Ein weiterer wichtiger Aspekt ist zum Zocken verleitet zu werden. Wer die Anlage hat Risiken einzugehen wenn irgendwo eine Zahl hoch oder runter geht, der ist gut beraten sich vorab eine Strategie zurechtzulegen, wie viel Geld man in einem eigens dafür angelegten Depot zum Wetten auf Aktien einsetzt. Von der Altersvorsorge sollte das aber abgekoppelt sein. Da spart man nur stumpf auf seinem Welt-ETF rum. Ich hab generell nicht solche Anwandlungen, aber ich seh das potential zum Zocken verleitet zu werden.
Berater
"Lass niemanden zwischen dir und deinem Geld" - Bankberater, Versicherungsvertreter und Finanzdienstleister (wenn sie nicht auf Honorarbasis arbeiten) verkaufen Produkte mit Gebühren, welche die Rendite auffressen (Lebensversicherungen etc). Man kann es selbst in der Hand haben, wenn man die Basics lernt und nicht von Überrenditen träumt.
Finzamt und Steuern
Natürlich ist nix umsonst. Gewinne von Kapitalanlagen müssen ab 1000 EUR (Stand 2025-07-17) versteuert werden. Dann gibt es seit 2025 noch diese Vorabpauschale.
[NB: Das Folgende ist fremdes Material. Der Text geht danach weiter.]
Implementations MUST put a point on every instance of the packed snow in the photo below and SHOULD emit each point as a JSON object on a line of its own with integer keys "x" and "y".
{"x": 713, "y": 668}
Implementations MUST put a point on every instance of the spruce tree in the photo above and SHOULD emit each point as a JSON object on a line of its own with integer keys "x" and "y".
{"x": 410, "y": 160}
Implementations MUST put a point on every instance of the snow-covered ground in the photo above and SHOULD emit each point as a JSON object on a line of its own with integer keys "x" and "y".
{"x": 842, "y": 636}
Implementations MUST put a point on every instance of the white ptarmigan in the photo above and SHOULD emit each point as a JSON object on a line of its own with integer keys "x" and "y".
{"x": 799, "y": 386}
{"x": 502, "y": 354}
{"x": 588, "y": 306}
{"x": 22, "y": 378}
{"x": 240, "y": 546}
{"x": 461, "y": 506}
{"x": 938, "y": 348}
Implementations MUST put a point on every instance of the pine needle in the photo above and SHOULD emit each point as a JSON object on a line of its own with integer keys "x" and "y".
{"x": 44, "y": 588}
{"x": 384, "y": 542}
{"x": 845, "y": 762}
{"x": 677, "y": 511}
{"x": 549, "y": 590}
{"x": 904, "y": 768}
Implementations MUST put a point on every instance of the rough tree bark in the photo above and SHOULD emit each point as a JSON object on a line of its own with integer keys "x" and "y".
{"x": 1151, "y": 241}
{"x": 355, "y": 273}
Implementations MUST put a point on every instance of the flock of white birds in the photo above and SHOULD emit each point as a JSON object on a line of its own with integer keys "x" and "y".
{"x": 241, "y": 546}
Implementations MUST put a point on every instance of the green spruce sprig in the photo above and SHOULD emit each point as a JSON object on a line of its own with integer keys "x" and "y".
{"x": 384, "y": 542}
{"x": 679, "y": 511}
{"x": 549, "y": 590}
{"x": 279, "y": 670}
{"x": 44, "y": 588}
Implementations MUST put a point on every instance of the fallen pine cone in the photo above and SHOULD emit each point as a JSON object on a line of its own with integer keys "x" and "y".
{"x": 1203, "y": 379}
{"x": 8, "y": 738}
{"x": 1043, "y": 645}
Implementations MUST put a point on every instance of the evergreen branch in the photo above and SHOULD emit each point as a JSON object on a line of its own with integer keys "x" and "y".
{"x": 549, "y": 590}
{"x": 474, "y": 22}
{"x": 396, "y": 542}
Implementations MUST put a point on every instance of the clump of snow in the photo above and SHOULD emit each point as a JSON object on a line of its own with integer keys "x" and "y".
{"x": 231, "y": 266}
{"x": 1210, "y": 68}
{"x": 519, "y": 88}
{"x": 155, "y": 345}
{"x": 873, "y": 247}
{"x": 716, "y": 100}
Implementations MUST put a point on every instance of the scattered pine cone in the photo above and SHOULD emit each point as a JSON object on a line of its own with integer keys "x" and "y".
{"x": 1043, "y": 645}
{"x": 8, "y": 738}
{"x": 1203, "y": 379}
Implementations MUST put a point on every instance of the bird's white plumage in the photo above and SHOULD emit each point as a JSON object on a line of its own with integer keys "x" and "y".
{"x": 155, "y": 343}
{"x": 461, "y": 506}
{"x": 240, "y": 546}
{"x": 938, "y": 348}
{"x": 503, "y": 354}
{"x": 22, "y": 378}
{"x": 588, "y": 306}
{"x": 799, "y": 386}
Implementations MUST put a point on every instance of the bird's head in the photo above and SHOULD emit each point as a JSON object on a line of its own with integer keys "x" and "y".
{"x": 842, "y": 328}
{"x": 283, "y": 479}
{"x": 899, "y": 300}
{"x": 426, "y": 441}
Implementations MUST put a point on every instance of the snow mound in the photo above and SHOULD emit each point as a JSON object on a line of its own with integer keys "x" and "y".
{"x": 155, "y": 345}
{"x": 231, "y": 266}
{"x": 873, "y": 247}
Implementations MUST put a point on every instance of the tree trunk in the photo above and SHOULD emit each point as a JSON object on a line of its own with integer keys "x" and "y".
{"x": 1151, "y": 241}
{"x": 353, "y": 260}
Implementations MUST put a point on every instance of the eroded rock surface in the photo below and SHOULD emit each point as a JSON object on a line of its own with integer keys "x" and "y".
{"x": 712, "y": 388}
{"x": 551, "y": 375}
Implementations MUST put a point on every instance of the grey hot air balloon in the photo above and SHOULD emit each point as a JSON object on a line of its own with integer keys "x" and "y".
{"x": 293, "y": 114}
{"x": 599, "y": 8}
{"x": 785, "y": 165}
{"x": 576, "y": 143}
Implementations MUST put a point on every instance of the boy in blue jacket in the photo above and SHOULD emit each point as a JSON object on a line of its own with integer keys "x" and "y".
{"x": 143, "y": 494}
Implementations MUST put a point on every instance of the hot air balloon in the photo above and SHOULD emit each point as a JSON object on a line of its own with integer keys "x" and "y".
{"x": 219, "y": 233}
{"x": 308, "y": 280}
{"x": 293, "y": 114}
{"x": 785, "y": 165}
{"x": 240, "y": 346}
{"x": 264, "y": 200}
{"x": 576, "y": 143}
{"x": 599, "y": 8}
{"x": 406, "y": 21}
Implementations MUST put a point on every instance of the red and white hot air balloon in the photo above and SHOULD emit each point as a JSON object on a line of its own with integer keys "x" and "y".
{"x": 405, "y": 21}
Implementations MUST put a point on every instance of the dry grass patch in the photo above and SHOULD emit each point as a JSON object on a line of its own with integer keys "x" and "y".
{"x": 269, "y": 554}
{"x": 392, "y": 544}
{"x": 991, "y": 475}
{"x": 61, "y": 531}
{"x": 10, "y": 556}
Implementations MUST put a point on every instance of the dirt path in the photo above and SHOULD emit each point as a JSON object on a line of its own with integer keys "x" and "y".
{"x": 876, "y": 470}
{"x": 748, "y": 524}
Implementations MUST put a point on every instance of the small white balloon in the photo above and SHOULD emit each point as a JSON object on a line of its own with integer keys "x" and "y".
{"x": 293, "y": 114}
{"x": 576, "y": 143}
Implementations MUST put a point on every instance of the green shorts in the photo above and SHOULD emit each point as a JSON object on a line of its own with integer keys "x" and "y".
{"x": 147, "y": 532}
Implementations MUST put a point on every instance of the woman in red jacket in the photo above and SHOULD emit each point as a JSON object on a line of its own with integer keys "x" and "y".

- ETF Steuern: Was Du zahlen und beachten musst
- Vorabpauschale Rechner: So hoch ist die Steuer auf ETFs
- Vorabpauschale Rechner für ETF & Fonds - Finanzfluss
Das Gute ist: Die Banken/Depotanbieter (vorausgesetzt, es sind deutsche Anbieter) kümmern sich um die Abführung dieser Steuern und Abgaben. Man kann in den Konten/Depos seinen Freibetrag (max 1000 EUR pro Person im Jahr) eintragen und der Broker/die Bank kümmert sich um den Rest. Und sind die 1000 EUR aufgebraucht, dann ziehen die halt Geld ein. Das ist aber alles im Rahmen und man kann es nachvollziehen.
Bitcoin
Es gibt immer Menschen die durch Glück zur richtigen Zeit am richtigen Ort mit den richtigen Informationen waren und reich wurden. Wer vor 15 Jahren Bitcoin gekauft hat und diese bis heut gehalten hat (Psychologie), ist reich. Wer jetzt noch einsteigt ist da eigentlich am Ende der Nahrungskette. Ich kann dem Ganzen noch nichts abgewinnen und sollte es sich in Zukunft tatsächlich in den Institutionen etabliert haben (was witzig wäre, weil Bitcoin ja als alternative außerhalb des Währungssystems gestartet wurde), dann bin ich eh zu spät dran. Ich mach mir da also keine Illusionen. Ich bespare stumpf meinen breitgestreuten ETF und mit etwas Glück beginnt die Entnahmephase nicht in einem Crash.
Bonus
Wenn einem der Blog des Finanzwesir's unterkommt oder der Name Gerd Kommer, dann sind das auch ganz gute Quellen für Infos.
Kritik
Es gibt natürlich auch Kritik an ETFs.
- Risiken von ETF: Sind ETF gefährlich? | Stiftung Warentest
- ETF Kritik unter der Lupe – Platzt jetzt die ETF-Blase?
- 6 Gründe, die gegen ETFs sprechen – ETF-Kritik auf dem Prüfstand - YouTube
- Welche Risiken es bei der Geldanlage mit ETFs gibt | tagesschau.de
Fazit
Als DIY-Mensch war es unerlässlich, mich um meine Finanzen selbst kümmern zu können. Ich habe es leider zu lange vor mir hergeschoben, aus den verschiedensten Gründen. Meine Erziehung, die begrenzten Mittel und was nicht noch alles. Aber wie heißt es so schön: Der beste Zeitpunkt, zu investieren, war gestern. Der zweitbeste Zeitpunkt ist heute.
Es ist alles so viel niederschwelliger als noch vor 10 Jahren. Da musste man wirklich ein Finanznerd sein um das mitzumachen. Jetzt sind es Apps und digitale Transaktionen.
Über Investments wie Immobilien denk ich gar nicht nach. Das ist ja richtiger Stress. Nein danke.